Post
Topic
Board Bitcoin Technical Support
Re: what after export
by
shorena
on 06/12/2014, 16:50:44 UTC
Thanks you so much dear shorena for your exact and useful answer.
another thing to know.
I found my private key at blockchain.info.
you told that anybody who knows your private key can spend your bitcoin in whole? righ?
but how? in where?

Yes, anyone that knows your private key can spend the funds associated with it. Almost all wallets have an import feature, which would allow the wallet to create a transaction for you that spends the funds. In theory you could even do this by hand or write a little script that does that.

I wanted to test it. my private key at blockchain.info is available in some formats : bitcoin-qt ,hex,etc.
which one of them is in use?

"in use"? I dont understand that question.

for example the multibit ask me to import a " file" from my computer while
all of the mentioned formats of private keys are some letters and number that can be only copied and pasted in a text document
which multibit can not recognize . or can a private key be used to import in only the same service?

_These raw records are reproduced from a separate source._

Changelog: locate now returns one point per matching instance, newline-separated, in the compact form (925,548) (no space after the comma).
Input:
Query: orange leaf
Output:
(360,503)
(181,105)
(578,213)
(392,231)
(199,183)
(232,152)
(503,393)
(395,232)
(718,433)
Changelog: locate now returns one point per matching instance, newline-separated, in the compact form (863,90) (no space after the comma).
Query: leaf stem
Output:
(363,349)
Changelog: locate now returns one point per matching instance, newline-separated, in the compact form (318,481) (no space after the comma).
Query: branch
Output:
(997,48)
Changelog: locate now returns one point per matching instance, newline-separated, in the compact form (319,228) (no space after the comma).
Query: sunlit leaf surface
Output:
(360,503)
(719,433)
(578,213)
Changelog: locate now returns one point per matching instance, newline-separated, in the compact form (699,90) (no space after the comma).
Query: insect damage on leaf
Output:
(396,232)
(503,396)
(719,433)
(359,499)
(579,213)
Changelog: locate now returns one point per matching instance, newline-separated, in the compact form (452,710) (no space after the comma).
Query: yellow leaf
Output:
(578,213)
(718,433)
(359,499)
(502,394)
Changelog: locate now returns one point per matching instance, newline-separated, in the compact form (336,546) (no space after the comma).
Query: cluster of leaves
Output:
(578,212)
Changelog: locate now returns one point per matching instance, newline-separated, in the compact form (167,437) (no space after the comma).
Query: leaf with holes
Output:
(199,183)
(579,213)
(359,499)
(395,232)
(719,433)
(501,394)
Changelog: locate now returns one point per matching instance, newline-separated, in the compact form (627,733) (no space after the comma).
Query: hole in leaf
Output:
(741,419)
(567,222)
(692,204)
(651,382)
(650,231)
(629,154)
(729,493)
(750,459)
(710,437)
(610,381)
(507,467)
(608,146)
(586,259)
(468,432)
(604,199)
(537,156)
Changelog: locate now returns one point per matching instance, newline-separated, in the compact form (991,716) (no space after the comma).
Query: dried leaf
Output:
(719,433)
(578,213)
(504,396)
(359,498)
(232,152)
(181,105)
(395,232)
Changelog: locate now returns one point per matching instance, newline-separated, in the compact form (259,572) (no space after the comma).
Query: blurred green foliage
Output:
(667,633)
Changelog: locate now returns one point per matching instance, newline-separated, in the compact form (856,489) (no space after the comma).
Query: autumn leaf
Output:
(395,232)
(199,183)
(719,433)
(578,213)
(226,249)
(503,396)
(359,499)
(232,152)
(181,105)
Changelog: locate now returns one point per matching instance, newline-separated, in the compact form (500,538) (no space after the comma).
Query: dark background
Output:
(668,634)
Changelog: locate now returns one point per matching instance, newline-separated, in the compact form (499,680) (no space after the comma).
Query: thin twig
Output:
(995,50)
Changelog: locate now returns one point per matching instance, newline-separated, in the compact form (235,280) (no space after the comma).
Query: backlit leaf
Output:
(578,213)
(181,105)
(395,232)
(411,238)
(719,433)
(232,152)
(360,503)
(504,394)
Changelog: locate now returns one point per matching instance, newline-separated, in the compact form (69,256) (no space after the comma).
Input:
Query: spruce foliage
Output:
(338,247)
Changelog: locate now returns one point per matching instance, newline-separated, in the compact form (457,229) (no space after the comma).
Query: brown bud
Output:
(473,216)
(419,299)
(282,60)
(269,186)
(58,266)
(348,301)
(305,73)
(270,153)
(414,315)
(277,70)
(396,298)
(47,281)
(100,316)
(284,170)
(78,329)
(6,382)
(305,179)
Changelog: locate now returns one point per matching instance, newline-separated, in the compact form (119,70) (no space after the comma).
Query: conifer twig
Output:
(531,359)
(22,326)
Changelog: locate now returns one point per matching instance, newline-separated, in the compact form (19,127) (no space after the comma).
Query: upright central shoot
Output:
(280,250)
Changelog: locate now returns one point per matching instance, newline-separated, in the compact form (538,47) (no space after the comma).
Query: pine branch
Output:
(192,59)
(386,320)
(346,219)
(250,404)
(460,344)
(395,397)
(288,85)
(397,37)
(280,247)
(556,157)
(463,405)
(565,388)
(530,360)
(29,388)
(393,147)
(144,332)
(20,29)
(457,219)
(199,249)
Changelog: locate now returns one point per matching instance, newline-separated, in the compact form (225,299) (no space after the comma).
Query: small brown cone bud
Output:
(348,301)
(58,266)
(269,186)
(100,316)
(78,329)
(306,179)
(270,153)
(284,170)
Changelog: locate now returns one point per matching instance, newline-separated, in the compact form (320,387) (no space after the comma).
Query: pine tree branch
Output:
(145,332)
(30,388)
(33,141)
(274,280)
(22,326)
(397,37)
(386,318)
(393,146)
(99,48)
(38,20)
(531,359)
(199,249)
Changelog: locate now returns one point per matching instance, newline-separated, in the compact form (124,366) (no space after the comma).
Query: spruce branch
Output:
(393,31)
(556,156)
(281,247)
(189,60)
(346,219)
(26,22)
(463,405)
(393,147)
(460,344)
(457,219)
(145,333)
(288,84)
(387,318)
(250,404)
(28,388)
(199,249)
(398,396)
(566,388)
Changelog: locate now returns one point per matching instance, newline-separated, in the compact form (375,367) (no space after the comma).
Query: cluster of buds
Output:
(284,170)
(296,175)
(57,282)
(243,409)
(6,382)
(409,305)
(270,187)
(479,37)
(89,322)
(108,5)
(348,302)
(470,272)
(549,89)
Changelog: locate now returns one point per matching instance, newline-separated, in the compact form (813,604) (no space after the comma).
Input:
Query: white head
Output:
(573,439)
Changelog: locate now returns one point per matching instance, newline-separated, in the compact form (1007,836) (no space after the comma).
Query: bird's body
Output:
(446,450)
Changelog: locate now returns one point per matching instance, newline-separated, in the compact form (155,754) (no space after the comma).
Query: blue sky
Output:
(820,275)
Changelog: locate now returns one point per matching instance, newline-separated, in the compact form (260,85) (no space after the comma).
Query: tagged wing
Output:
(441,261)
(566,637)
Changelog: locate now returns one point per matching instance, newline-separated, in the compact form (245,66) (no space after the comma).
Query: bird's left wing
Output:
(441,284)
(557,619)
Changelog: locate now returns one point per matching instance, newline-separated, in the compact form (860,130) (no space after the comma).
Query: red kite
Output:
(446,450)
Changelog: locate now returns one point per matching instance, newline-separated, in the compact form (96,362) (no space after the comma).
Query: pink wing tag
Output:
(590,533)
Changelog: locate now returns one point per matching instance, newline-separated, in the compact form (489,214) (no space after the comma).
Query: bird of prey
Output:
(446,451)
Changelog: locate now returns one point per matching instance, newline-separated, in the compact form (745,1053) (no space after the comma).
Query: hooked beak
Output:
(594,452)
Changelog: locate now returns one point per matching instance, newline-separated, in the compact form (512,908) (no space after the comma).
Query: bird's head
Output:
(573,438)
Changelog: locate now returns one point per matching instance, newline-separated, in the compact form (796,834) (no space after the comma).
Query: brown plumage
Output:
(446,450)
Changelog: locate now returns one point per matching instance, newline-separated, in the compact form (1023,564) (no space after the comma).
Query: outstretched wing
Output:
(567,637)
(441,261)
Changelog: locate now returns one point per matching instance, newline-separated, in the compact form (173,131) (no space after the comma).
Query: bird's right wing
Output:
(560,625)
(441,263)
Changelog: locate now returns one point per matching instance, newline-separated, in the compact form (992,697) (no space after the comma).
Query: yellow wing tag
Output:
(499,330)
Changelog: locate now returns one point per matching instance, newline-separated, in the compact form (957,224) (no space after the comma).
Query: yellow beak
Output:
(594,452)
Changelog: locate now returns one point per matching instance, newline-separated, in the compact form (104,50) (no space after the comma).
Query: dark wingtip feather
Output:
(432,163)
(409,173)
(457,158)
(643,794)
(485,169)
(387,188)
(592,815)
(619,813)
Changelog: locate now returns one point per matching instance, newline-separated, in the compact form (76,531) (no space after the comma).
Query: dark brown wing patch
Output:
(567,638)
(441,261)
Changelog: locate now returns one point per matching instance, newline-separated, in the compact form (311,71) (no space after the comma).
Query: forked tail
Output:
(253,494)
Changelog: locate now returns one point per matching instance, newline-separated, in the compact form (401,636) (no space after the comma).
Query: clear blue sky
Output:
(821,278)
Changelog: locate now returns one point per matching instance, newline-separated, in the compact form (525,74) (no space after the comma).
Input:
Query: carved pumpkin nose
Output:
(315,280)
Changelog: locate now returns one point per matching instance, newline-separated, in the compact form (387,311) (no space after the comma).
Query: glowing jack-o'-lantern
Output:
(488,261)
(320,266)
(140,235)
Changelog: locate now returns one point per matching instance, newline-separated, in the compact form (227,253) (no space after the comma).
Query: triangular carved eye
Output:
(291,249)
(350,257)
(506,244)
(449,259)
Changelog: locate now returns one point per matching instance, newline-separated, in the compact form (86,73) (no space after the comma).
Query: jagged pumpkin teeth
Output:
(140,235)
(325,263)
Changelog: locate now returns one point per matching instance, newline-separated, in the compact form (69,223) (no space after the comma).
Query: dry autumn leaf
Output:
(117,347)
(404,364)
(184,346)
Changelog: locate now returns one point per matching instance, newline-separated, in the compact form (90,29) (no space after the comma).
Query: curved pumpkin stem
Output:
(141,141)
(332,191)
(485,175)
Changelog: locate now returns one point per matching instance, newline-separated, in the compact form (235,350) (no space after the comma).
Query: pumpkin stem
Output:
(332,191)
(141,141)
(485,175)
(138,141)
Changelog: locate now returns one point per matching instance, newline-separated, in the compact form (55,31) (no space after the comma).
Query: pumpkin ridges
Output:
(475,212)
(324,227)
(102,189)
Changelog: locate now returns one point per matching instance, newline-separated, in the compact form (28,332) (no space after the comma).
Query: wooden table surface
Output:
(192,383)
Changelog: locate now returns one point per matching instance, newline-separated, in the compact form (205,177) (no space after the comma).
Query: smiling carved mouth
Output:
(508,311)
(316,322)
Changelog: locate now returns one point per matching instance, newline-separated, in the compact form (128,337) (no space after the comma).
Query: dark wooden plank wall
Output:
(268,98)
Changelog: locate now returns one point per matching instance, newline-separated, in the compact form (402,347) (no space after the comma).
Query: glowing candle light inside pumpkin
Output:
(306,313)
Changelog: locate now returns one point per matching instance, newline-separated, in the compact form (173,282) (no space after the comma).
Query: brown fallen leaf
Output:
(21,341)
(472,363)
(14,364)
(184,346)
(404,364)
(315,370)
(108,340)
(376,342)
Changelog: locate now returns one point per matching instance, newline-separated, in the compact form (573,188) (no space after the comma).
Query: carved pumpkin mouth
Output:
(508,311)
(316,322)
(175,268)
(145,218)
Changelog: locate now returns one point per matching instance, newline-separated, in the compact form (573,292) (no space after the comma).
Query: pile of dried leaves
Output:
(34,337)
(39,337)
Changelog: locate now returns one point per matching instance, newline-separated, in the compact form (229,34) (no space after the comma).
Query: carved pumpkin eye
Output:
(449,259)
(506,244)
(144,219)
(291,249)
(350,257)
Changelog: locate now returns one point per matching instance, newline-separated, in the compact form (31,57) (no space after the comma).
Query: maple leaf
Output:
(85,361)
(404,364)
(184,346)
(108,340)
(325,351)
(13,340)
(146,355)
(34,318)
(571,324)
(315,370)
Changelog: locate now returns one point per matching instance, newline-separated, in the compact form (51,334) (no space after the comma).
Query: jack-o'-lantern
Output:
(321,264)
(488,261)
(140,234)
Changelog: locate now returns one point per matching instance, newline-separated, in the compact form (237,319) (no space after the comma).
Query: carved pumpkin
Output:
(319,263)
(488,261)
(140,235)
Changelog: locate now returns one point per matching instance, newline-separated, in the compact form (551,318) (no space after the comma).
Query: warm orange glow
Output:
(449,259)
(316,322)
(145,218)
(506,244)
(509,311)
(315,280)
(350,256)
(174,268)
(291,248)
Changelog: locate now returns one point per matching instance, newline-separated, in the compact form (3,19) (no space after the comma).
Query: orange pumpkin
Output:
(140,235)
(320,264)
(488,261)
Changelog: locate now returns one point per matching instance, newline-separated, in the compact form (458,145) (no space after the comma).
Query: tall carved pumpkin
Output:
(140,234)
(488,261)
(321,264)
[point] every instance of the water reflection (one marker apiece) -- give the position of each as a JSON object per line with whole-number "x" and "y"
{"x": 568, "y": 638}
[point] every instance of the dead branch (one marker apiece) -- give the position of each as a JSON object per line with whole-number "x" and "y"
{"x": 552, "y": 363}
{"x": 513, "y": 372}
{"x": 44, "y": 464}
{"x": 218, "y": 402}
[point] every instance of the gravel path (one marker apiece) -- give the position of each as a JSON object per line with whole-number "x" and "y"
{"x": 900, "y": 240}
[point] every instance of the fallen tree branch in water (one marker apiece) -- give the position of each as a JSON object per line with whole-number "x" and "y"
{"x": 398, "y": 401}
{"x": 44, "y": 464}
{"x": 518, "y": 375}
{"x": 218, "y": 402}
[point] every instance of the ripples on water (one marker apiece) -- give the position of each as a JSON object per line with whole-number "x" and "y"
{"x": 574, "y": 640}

This depends how your wallet exports. E.g. multibit exports (when unencrypted) a file like this:

Code:
# KEEP YOUR PRIVATE KEYS SAFE !
# Anyone who can read this file can spend your bitcoin.
#
# Format:
#   [[]]
#
#   The Base58 encoded private keys are the same format as
#   produced by the Satoshi client/ sipa dumpprivkey utility.
#
#   Key createdAt is in UTC format as specified by ISO 8601
#   e.g: 2011-12-31T16:42:00Z . The century, 'T' and 'Z' are mandatory
#
L35DEFBrrMJHVUquyyvJn9ZiXfwbwKBJBeEbRkXwnqhbjAjnrj23 2014-12-04T23:16:20Z
# End of private keys

You can just create the same format with your unencrypted private key from bc.i and multibit can import it without problem. AFAIK bc.i exports encrypted, thus multibit might not understand the data.